2007年VOA标准英语-Thousands Displaced by Floods in Mozambique(在线收听

By Scott Bobb
Chupanga, Central Mozambique
21 March 2007
 
watch Mozambique Schools

In central Mozambique 140,000 people have lost their homes due to flooding that has also destroyed more than 100 schools. Relief workers are scrambling to provide food, shelter and health services to these people whose numbers continue to grow. Correspondent Scott Bobb has been in the region and has this report on one other aspect of the relief effort -- providing schools for the displaced children.

Mozambique schools, children standing in line
Temporary schools are helping displaced children
School is open in Chupanga, a camp for people who lost their homes due to the floods along the Zambezi River Basin. Classes have started for more than 700 primary school children.

Local officials have opened temporary classrooms using tents and materials supplied by UNICEF, the United Nations Children's Fund.

Chupanga Camp is home to more than 8,000 displaced people. It is the largest camp in the region.  The children receive clothes, schoolbooks and school kits with pencils and copy books.

Luisa Antonio Charanda teaches Portuguese, math, music and physical education. She teaches a morning and an afternoon class, each with more than 150 students. She says the children's health is not very good. "Many are sick. When they get here they have to go to the hospital. Many children have coughs. Many are suffering."

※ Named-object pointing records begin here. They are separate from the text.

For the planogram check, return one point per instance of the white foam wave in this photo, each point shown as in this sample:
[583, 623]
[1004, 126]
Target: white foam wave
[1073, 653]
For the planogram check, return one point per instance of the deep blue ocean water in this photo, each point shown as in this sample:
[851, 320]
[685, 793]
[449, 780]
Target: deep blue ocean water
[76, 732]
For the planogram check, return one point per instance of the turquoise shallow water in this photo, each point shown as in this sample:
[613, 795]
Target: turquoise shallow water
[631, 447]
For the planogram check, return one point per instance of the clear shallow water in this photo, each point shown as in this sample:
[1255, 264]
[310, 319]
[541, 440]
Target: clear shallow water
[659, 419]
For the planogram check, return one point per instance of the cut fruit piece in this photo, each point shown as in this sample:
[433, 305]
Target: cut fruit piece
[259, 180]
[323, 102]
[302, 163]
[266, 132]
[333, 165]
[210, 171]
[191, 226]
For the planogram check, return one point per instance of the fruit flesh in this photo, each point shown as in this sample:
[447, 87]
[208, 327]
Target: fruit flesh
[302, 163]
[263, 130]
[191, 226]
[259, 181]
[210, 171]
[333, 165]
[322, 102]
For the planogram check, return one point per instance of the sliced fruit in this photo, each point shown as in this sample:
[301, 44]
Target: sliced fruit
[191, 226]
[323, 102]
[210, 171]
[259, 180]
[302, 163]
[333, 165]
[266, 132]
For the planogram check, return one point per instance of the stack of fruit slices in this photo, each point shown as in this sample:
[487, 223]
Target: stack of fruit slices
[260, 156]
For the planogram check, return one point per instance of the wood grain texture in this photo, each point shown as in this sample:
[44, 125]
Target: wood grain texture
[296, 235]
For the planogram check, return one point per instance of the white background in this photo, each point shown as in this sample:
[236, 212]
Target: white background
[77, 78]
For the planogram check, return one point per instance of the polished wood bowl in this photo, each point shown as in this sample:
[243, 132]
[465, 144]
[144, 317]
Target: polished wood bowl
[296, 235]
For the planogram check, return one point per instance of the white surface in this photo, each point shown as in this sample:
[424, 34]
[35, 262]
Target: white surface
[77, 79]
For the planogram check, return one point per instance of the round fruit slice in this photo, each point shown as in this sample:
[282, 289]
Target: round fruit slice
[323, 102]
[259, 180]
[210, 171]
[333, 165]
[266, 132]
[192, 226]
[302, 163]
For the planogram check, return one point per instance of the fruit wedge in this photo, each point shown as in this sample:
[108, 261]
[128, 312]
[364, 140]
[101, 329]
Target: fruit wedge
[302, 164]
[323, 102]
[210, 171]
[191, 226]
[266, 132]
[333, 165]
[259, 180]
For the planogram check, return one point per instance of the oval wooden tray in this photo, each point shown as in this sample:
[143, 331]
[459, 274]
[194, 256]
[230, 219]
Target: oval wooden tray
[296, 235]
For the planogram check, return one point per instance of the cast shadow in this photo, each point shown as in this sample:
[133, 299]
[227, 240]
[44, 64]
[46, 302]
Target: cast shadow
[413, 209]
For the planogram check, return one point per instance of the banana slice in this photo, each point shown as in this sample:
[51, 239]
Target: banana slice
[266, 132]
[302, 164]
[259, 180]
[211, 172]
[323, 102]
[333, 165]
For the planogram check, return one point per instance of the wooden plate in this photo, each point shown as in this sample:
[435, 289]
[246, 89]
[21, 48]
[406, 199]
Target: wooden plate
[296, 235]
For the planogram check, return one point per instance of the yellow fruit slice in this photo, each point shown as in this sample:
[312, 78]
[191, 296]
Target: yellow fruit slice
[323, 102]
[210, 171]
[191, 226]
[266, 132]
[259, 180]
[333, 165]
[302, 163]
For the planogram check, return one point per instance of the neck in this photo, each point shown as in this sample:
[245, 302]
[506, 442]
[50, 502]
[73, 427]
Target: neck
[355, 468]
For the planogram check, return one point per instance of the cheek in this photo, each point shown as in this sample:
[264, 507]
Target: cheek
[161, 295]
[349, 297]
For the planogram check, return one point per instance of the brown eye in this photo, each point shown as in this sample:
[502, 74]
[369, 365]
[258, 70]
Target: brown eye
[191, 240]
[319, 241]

Lisa Doherty is UNICEF's Education Coordinator. She says, after a disaster, children are often confused and disjointed. At the same time they receive little attention from the adults who are busy trying to cope with the crisis.

"It's very important that they can resume school as quickly as possible, that they are in a structured environment where they are with their friends, their peers, also teachers who can look after them and protect them in a safer environment such as a school, if it's still functioning, or a temporary learning space (such as we've created in some of the camps here)."

The district education director, Vasco Zakarias, praises the relief agencies, but he says more help is needed in order to enroll hundreds of other children who still are not in school. He expects the crisis to last for months.

"I think the whole first trimester will be like this. Maybe when we get to the second trimester, the waters will have gone down, maybe then they can go back," hopes Zakarias.

Many of these children lived on islands in the river and have never been to school. Relief workers are going tent-to-tent urging parents to take advantage of the situation and educate their kids.